# Sammy and Scarlett the kitties!



## mkline3 (Jun 4, 2009)

Here are my kitties Sammy and Scarlett.

We adopted Scarett (the calico) as a 2 year old from Homeward Trails Animal Rescue in Dec,. of 2007, and a year later we brought home kitten-boy Sammy (the tuxedo). 

He is the most mischevious little boy! We have a series of pictures called "Where is Sammy now" they include Sammy in ... bags, boxes, suitcases, trashcans, gym bags, backpacks etc.

They aren't best pals and they do have their spats.

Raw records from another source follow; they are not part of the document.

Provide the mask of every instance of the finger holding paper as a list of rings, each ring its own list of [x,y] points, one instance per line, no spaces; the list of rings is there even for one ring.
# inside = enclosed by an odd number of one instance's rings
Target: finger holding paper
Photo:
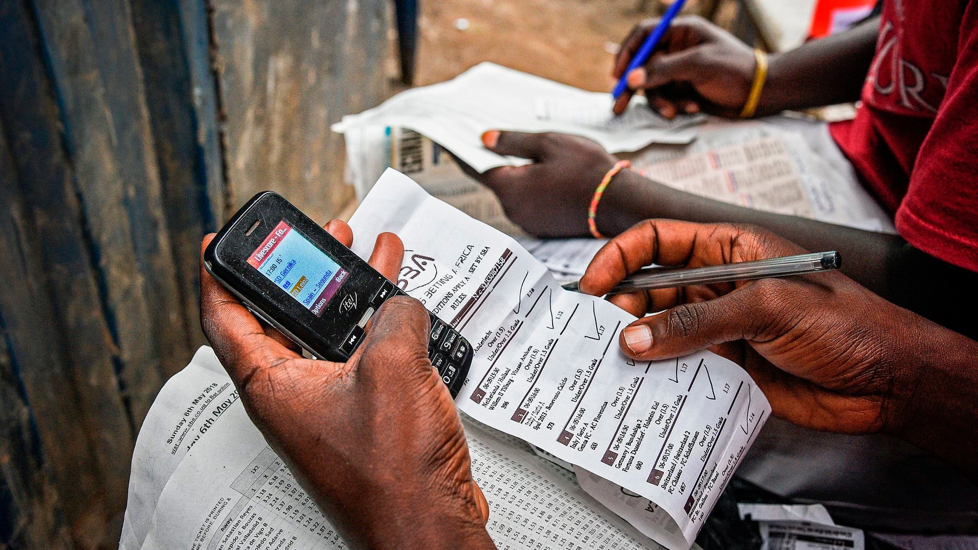
[[[582,288],[607,292],[650,262],[715,265],[778,257],[800,249],[749,226],[643,222],[598,252]],[[763,279],[612,297],[645,317],[622,331],[622,350],[666,359],[739,343],[742,363],[776,415],[816,430],[865,434],[899,424],[910,377],[909,350],[892,335],[927,322],[890,304],[841,273]],[[887,343],[888,345],[881,345]]]

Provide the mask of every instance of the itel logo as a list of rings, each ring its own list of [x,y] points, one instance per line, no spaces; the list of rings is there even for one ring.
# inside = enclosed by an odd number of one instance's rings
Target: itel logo
[[[357,306],[357,293],[350,293],[343,297],[343,301],[339,302],[339,312],[346,313]]]

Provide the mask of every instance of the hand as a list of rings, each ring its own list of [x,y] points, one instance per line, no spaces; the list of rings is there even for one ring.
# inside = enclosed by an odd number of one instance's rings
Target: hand
[[[341,221],[326,229],[353,241]],[[403,253],[384,233],[370,263],[390,278]],[[202,268],[200,319],[248,416],[348,543],[493,548],[455,403],[428,361],[421,303],[386,301],[346,363],[303,358]]]
[[[612,71],[615,80],[658,23],[640,23],[622,42]],[[699,111],[735,117],[750,94],[754,66],[753,51],[733,34],[701,18],[676,18],[645,67],[629,73],[630,89],[613,111],[623,113],[633,91],[644,90],[649,106],[666,118]]]
[[[486,148],[533,160],[484,173],[467,170],[499,197],[510,218],[539,237],[588,235],[588,206],[617,159],[597,143],[557,133],[489,131]]]
[[[595,256],[581,289],[600,296],[644,265],[698,267],[801,253],[750,226],[648,220]],[[616,295],[640,319],[621,347],[642,360],[711,348],[743,365],[776,415],[799,426],[897,433],[916,387],[908,357],[939,329],[840,272]],[[950,331],[949,331],[950,332]],[[922,360],[922,359],[921,359]]]

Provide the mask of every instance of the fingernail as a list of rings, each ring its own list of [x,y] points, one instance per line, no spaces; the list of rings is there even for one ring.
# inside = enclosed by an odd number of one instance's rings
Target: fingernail
[[[646,325],[635,325],[621,332],[625,345],[636,355],[648,351],[652,346],[652,331]]]
[[[493,149],[499,143],[499,130],[489,130],[482,133],[482,145],[487,149]]]
[[[628,73],[628,87],[633,90],[642,86],[645,82],[645,69],[636,69]]]

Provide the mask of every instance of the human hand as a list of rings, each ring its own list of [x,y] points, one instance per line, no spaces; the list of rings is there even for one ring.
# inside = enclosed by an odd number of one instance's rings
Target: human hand
[[[588,206],[614,157],[587,138],[554,132],[493,130],[482,134],[482,143],[494,153],[533,160],[481,174],[466,170],[496,193],[510,219],[538,237],[588,235]]]
[[[617,80],[658,19],[637,24],[621,44],[612,76]],[[628,74],[629,90],[615,102],[622,114],[635,90],[666,118],[705,111],[737,116],[754,79],[753,51],[733,34],[698,17],[676,18],[645,66]]]
[[[595,256],[581,289],[600,296],[644,265],[699,267],[801,253],[766,230],[648,220]],[[616,295],[634,315],[622,350],[661,360],[710,348],[750,373],[776,415],[815,430],[897,433],[916,386],[910,344],[934,325],[840,272]]]
[[[341,221],[326,229],[353,242]],[[370,263],[392,278],[403,253],[400,239],[384,233]],[[200,322],[248,416],[348,543],[494,547],[455,403],[428,360],[421,303],[387,300],[346,363],[318,361],[201,267]]]

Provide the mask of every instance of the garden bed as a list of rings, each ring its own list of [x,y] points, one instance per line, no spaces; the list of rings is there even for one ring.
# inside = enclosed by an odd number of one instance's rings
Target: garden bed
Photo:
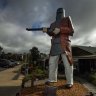
[[[57,96],[85,96],[88,93],[88,90],[77,81],[74,82],[74,86],[71,89],[66,89],[65,84],[65,80],[59,79],[57,83],[51,85],[57,87]],[[26,87],[22,89],[21,96],[43,96],[44,89],[44,83],[37,84],[34,88]]]

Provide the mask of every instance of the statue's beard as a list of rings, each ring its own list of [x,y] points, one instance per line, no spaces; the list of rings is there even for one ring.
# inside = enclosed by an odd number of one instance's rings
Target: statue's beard
[[[57,15],[56,15],[56,21],[60,21],[62,18],[64,18],[64,15],[57,13]]]

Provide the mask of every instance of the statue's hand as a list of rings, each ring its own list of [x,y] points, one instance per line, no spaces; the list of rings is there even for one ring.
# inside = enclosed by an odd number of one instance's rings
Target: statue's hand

Interestingly they work together to break into the pantry to steal food in the middle of the night! Funny how they love each other when there is food at stake!

THanks for looking at my kitties, I will round up some pics of Maisy our dog asap!


----------



## nikv (Jun 4, 2009)

Awwww! How adorable! My two kitties (Shadow and Gryffindor) fight all the time. Except for when they're cuddled together on the bed!


----------



## NYEric (Jun 4, 2009)

Cute, thanx for posting.


----------



## SlipperFan (Jun 4, 2009)

They look so innocent...


----------



## biothanasis (Jun 4, 2009)

They are lovely!!!


----------